Ada maksud tertentu di balik penggunaan kata Heicho untuk menyebutkan Levi di beberapa bagian
tertentu dalam fik ini. Jadi dengan sengaja, kata Heicho tidak saya beri italic.

Eren tidak mau menatap mata Levi.

Alasan pertama karena Levi superiornya.

Alasan kedua karena Eren bawahannya.

Alasan ketiga (sebenarnya alasan pertama) karena ulah Levi.

Adalah konsekuensi dari hubungan yang terjalin pada malam setelah Levi menggiatkan skedul
bersih-bersih per dua hari sekali. Tepatnya pukul 9. Saat itu hujan deras. Eren bermimpi buruk,
dibangunkan oleh Levi. Konversasi singkat berlanjut menjadi absurd bagi Eren saat Levi
memintanya untuk membuka pakaian—atau memaksa untuk membuka.

Segalanya terjadi cepat, berantakan dan basah. Jangan menuntut kronologi. Eren tidak sanggup
bercerita.

Sejak malam itu, Levi tidak pernah absen mengunjungi kamar Eren. Alasannya bervariasi; (1)
Inspeksi kebersihan, (2) Menjenguk objek dalam pengawasannya, (3) Tindak pengawasan, (4)
Bersih-bersih—dalam banyak arti.

Sejak malam itu, Eren membalurkan busa sabun batangan ke tubuhnya minimal dua kali setiap
mandi.

Sejak malam itu, kapan pun, di mana pun, Eren menghindari kontak mata dengan Levi.
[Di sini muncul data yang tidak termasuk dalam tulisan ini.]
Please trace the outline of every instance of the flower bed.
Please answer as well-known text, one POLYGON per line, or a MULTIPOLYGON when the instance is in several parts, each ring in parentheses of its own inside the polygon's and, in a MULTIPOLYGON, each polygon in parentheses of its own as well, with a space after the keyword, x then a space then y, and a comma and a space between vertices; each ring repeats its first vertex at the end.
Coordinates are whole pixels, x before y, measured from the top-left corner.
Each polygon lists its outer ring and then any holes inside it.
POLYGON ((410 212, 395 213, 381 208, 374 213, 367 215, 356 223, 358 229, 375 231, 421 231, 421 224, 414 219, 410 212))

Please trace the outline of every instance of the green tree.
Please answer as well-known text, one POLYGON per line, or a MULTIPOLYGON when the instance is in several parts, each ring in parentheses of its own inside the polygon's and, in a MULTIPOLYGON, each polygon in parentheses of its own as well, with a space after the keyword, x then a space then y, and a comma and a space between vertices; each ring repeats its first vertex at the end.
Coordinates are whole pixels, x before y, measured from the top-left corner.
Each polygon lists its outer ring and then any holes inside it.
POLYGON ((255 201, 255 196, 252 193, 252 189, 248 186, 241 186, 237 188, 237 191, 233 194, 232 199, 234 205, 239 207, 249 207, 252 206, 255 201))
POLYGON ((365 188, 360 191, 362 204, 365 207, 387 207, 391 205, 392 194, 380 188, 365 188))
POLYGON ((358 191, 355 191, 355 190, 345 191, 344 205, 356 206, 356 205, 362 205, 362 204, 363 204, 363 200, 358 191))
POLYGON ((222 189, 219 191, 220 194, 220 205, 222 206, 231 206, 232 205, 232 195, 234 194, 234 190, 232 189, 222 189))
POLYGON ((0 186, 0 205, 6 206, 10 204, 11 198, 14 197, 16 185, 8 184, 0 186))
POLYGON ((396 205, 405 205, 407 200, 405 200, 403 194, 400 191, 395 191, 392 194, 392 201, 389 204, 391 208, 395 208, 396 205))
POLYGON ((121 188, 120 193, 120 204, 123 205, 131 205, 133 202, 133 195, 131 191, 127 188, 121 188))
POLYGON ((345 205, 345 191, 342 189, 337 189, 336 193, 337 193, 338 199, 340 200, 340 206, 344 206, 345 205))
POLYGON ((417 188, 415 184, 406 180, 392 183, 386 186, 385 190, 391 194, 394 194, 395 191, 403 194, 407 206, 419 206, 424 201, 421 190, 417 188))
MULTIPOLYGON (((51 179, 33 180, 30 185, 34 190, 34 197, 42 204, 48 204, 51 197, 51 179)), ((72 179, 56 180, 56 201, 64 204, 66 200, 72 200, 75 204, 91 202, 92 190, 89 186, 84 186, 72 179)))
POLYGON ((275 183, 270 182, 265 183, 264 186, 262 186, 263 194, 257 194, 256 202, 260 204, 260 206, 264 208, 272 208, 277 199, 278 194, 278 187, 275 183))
Suatu malam Levi datang, duduk di sisi ranjang, memintanya untuk tidak bersuara keras. Eren
tergugu, kedua alis bertaut, terdesak dengan punggung menempel pada dinding di sudut tempat tidur.

Levi selalu tenang, tak peduli situasi, jenis sorot mata ketika sedang membelah dua seekor titan. Saat
ini ia sedang –akan- membelah Eren.
Dimulai dengan kecupan ringan pada sudut mata, turun ke pipi, pinggir dagu, kemudian leher. Bibir
Heicho berhenti di sana cukup lama sampai Eren merasakan lehernya berdenyut gila.

Tangan yang kuat mendorong kedua kaki Eren terbuka.

Eren langsung merapatkan kedua kaki. Salahkan refleksnya.

Heicho berdecak sebal. Tubuhnya yang atletis, masih berbalut kemeja putih merongrong ke depan,
memaksa lagi kedua tungkai Eren untuk membuka selebar mungkin. Dalam sekejap jarak terjalin
intim, dan Eren semakin terdesak ke ujung tempat tidur.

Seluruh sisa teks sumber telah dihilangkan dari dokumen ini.